In July of 1999 our family was involved in a car accident with a drunk driver. Our two children were killed in the accident. Within a week of the accident we knew that someday we would be writing a book. The experiences that we had in that first year after the accident helped us to understand and heal. We have been able to share those experiences over the years with people in need. The hope and healing that people received from hearing of your experiences has been overwhelming. We knew that we had to write this book in order to help more people.

About your Book:
After unspeakable tragedy, one couple must forge their own path to healing in the bittersweet true story, We Never Left You.
One moment, Beth and Rick Olsen were enjoying an ordinary life filled with all the joys and frustrations of raising their two children, Jessica and Joshua.

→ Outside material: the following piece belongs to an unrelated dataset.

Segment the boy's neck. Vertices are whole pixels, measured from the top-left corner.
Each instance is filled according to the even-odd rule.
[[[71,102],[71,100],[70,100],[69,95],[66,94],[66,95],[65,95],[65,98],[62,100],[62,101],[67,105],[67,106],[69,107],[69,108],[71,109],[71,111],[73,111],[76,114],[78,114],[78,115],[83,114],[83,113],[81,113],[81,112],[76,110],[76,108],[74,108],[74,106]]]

The next moment, a drunk driver plowed through a red light at eighty miles per hour, hitting their van and changing everything.
The death of both their children launched Beth and Rick down a long and winding path toward simple survival—and eventual healing. As shock gave way to the cruel reality of their loss, they began receiving messages that proved the existence of life after death—a welcome sign that aided them in moving forward.
The Olsens soon attempted traditional healing methods but quickly found that counseling did nothing to help them get a grasp on their monumental loss. They then turned to nontraditional approaches—a decision that led them to Peru. It was there they finally began to undergo the immense physical, mental, and emotional changes that allowed them to understand everything—including the accident—happens for a reason.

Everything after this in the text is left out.